Workers were denied authorization to leave their work stations to vote, particularly those identified as SINTTIA supporters, said Gómez Zuppa. By the time the CFCRL stepped in and got GM to shut down the facility from 2 p.m. to 3 p.m. and 6 p.m. to 7 p.m so workers could vote, many workers had finished their shifts for the week. Supervisors held meetings telling workers that if they voted for SINTTIA they would be fired, he added.

Smears that SINTTIA is a U.S. union front to bring back auto jobs north of the border were shared widely in videos and on social media. SINTTIA made efforts to counteract this narrative by “demonstrating SINTTIA’s democratic processes, that all of SINTTIA’s leadership are workers in the plants SINTTIA has a presence in, and that instead of jobs leaving elsewhere, what we’ve achieved have been the best negotiations in the industry over the past 30 years,” said Gómez Zuppa. But the climate of uncertainty across the auto industry was front of mind for workers, he said.

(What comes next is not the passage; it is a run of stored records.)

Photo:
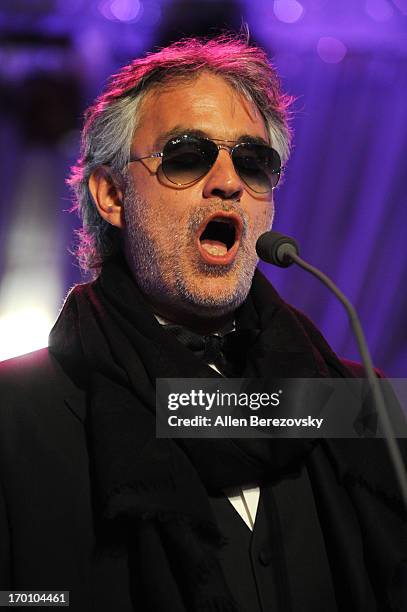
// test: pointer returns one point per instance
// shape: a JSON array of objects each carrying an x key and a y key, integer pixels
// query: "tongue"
[{"x": 214, "y": 247}]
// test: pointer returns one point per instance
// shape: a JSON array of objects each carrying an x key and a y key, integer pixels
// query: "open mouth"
[{"x": 219, "y": 238}]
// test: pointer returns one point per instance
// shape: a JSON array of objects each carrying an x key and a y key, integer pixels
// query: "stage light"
[
  {"x": 379, "y": 10},
  {"x": 331, "y": 50},
  {"x": 288, "y": 11},
  {"x": 401, "y": 5},
  {"x": 24, "y": 331},
  {"x": 121, "y": 10}
]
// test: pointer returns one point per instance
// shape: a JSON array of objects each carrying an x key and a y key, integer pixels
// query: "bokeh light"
[
  {"x": 121, "y": 10},
  {"x": 288, "y": 11},
  {"x": 331, "y": 50}
]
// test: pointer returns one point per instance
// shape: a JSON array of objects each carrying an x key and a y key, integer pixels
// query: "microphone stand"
[{"x": 288, "y": 251}]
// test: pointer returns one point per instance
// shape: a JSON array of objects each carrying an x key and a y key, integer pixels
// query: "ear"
[{"x": 107, "y": 197}]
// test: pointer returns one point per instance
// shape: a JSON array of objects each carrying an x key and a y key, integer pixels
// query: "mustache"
[{"x": 200, "y": 213}]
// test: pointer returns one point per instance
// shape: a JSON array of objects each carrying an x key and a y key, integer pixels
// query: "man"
[{"x": 180, "y": 158}]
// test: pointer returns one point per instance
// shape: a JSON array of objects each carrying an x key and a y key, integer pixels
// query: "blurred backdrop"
[{"x": 344, "y": 194}]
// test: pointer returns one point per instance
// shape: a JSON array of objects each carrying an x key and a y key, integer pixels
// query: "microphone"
[
  {"x": 277, "y": 249},
  {"x": 280, "y": 250}
]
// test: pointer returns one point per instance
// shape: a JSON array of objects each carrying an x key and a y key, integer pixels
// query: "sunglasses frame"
[{"x": 214, "y": 141}]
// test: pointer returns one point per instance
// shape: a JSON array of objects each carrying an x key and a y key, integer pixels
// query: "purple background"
[{"x": 344, "y": 192}]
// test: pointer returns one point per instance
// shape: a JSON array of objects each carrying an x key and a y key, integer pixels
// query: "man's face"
[{"x": 180, "y": 270}]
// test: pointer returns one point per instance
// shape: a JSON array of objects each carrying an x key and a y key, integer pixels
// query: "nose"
[{"x": 223, "y": 181}]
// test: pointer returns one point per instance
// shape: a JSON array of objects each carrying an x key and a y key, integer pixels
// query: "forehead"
[{"x": 208, "y": 104}]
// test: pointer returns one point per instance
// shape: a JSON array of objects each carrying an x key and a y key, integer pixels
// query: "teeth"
[{"x": 215, "y": 249}]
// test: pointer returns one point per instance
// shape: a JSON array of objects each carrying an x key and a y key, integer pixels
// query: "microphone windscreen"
[{"x": 275, "y": 248}]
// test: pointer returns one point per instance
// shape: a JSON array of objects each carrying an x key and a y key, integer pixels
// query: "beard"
[{"x": 161, "y": 251}]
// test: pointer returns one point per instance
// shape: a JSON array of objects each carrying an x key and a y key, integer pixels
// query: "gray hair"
[{"x": 111, "y": 121}]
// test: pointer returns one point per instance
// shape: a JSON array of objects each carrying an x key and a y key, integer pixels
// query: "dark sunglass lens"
[
  {"x": 187, "y": 159},
  {"x": 259, "y": 166}
]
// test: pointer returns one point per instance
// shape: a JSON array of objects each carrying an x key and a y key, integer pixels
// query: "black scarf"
[{"x": 151, "y": 494}]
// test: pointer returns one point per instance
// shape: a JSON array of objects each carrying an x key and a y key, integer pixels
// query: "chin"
[{"x": 212, "y": 298}]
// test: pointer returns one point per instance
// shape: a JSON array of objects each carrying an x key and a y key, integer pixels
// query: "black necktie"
[{"x": 228, "y": 352}]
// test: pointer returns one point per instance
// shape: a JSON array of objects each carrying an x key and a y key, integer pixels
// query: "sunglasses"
[{"x": 187, "y": 158}]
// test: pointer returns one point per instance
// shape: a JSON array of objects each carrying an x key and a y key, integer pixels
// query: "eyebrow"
[{"x": 180, "y": 130}]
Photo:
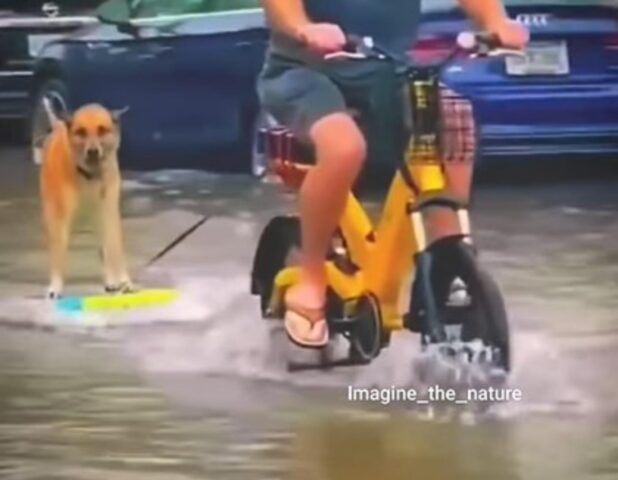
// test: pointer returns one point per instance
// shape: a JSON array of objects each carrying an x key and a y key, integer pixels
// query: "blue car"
[{"x": 187, "y": 70}]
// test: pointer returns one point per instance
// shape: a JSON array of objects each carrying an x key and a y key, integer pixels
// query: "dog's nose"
[{"x": 92, "y": 155}]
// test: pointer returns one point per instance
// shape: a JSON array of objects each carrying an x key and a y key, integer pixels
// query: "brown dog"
[{"x": 80, "y": 158}]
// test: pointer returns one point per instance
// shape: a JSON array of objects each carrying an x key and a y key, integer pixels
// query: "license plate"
[{"x": 540, "y": 58}]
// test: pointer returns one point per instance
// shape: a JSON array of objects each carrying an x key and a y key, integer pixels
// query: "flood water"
[{"x": 210, "y": 399}]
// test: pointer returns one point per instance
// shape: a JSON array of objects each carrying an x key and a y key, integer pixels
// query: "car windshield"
[
  {"x": 120, "y": 11},
  {"x": 436, "y": 5}
]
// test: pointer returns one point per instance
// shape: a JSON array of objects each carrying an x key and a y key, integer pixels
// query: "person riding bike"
[{"x": 312, "y": 96}]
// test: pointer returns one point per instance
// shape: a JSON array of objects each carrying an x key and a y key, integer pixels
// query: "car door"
[
  {"x": 189, "y": 76},
  {"x": 25, "y": 26}
]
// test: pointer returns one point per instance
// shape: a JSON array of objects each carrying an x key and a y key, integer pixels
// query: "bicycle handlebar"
[{"x": 476, "y": 44}]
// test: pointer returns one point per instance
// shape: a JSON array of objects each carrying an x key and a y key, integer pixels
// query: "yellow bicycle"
[{"x": 386, "y": 277}]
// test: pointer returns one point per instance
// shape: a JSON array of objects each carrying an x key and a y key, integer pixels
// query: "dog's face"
[{"x": 94, "y": 135}]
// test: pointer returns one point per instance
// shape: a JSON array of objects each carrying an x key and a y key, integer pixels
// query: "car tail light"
[{"x": 430, "y": 49}]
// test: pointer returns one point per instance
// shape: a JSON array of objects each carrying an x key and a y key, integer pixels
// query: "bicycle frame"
[{"x": 384, "y": 253}]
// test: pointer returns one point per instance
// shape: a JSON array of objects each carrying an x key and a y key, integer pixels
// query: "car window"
[
  {"x": 124, "y": 10},
  {"x": 437, "y": 5}
]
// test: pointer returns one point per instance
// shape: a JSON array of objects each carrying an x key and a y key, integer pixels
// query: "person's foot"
[
  {"x": 458, "y": 294},
  {"x": 305, "y": 321}
]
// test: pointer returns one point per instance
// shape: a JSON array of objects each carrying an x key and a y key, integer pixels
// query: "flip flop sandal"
[{"x": 302, "y": 328}]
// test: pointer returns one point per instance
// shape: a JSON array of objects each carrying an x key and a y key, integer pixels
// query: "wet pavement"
[{"x": 199, "y": 391}]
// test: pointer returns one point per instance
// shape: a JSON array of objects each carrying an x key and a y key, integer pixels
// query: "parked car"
[
  {"x": 25, "y": 27},
  {"x": 187, "y": 70}
]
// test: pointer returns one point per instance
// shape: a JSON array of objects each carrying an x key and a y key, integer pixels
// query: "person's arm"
[
  {"x": 286, "y": 16},
  {"x": 491, "y": 16},
  {"x": 289, "y": 18},
  {"x": 486, "y": 13}
]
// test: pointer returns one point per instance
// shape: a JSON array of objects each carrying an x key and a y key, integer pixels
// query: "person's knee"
[{"x": 338, "y": 139}]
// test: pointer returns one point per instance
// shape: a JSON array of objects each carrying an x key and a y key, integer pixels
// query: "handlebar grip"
[{"x": 482, "y": 41}]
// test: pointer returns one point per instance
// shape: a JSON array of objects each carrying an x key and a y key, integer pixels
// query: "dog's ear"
[{"x": 117, "y": 114}]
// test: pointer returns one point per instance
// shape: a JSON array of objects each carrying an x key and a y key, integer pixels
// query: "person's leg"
[
  {"x": 340, "y": 151},
  {"x": 310, "y": 104}
]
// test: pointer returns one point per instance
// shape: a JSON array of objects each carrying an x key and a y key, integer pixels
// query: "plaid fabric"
[{"x": 458, "y": 137}]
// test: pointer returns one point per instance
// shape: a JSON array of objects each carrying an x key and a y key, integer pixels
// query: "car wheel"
[
  {"x": 258, "y": 155},
  {"x": 50, "y": 101}
]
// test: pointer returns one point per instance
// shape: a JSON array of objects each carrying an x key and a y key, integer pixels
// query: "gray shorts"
[{"x": 298, "y": 95}]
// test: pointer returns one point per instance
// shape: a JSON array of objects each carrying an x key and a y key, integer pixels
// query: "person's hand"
[
  {"x": 322, "y": 38},
  {"x": 511, "y": 34}
]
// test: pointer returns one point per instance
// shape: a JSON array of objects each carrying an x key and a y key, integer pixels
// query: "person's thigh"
[
  {"x": 298, "y": 98},
  {"x": 376, "y": 92}
]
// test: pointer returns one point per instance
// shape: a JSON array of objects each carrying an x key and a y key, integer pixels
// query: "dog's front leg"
[
  {"x": 117, "y": 278},
  {"x": 58, "y": 225}
]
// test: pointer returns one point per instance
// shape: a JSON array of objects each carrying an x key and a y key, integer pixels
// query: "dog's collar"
[{"x": 85, "y": 173}]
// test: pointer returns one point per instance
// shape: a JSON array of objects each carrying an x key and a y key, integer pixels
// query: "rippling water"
[{"x": 210, "y": 399}]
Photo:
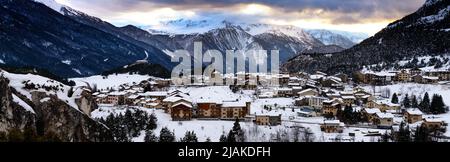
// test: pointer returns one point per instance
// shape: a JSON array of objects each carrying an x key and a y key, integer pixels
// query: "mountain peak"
[{"x": 52, "y": 4}]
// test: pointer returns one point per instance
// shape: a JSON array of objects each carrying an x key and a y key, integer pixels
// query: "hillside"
[{"x": 423, "y": 33}]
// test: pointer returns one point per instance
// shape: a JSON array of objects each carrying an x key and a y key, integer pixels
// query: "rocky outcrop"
[
  {"x": 12, "y": 115},
  {"x": 68, "y": 123},
  {"x": 49, "y": 116},
  {"x": 86, "y": 103}
]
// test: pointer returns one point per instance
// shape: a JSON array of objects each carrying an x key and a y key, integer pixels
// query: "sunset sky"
[{"x": 368, "y": 16}]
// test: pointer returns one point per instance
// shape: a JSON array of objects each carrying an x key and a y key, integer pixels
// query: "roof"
[
  {"x": 348, "y": 97},
  {"x": 116, "y": 93},
  {"x": 433, "y": 120},
  {"x": 430, "y": 78},
  {"x": 208, "y": 100},
  {"x": 133, "y": 96},
  {"x": 414, "y": 112},
  {"x": 315, "y": 77},
  {"x": 372, "y": 111},
  {"x": 155, "y": 93},
  {"x": 228, "y": 104},
  {"x": 182, "y": 103},
  {"x": 333, "y": 122},
  {"x": 306, "y": 90},
  {"x": 385, "y": 115}
]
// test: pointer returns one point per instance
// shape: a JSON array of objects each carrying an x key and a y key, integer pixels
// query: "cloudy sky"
[{"x": 368, "y": 16}]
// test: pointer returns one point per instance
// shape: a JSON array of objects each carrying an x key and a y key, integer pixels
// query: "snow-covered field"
[
  {"x": 419, "y": 90},
  {"x": 112, "y": 81},
  {"x": 17, "y": 82}
]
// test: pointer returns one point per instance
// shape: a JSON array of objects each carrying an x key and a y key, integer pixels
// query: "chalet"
[
  {"x": 330, "y": 107},
  {"x": 384, "y": 120},
  {"x": 115, "y": 98},
  {"x": 208, "y": 108},
  {"x": 425, "y": 79},
  {"x": 283, "y": 79},
  {"x": 415, "y": 71},
  {"x": 403, "y": 76},
  {"x": 316, "y": 102},
  {"x": 331, "y": 82},
  {"x": 234, "y": 109},
  {"x": 159, "y": 95},
  {"x": 433, "y": 124},
  {"x": 284, "y": 92},
  {"x": 383, "y": 105},
  {"x": 370, "y": 114},
  {"x": 268, "y": 119},
  {"x": 380, "y": 78},
  {"x": 429, "y": 80},
  {"x": 308, "y": 92},
  {"x": 332, "y": 126},
  {"x": 168, "y": 102},
  {"x": 130, "y": 100},
  {"x": 181, "y": 111},
  {"x": 442, "y": 75},
  {"x": 413, "y": 115},
  {"x": 344, "y": 77},
  {"x": 296, "y": 89},
  {"x": 348, "y": 100}
]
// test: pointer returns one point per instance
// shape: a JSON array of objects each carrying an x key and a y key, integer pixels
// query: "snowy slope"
[
  {"x": 17, "y": 81},
  {"x": 111, "y": 81},
  {"x": 52, "y": 4}
]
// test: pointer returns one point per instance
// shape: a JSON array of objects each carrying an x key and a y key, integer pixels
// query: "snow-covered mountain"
[
  {"x": 424, "y": 33},
  {"x": 330, "y": 38},
  {"x": 66, "y": 42}
]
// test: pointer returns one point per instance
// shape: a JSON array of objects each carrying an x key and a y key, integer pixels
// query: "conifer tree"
[
  {"x": 150, "y": 136},
  {"x": 166, "y": 135},
  {"x": 414, "y": 102},
  {"x": 425, "y": 104},
  {"x": 406, "y": 102},
  {"x": 189, "y": 137},
  {"x": 394, "y": 98}
]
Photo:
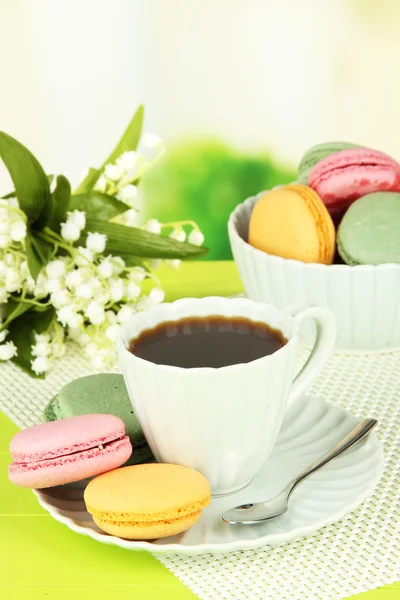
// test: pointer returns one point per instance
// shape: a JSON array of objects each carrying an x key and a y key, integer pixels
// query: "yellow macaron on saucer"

The union plans to contest the election results, Gómez Zuppa said, and is drawing lessons from the setback. “One difficult lesson is that I think we’ve reached the limit of what the labor reform [can offer],” he said, referring to the series of reforms to Mexico’s labor law passed in 2019 which were supposed to weaken the vice grip that politically connected, employer-friendly unions have over the country’s labor movement. “We can’t count on institutions; [we can only] count on worker organizing.” The union has had discussions as to whether they should have taken a more aggressive tack. “We trusted that the company was going to act justly, without interference. I think that was a grave mistake.”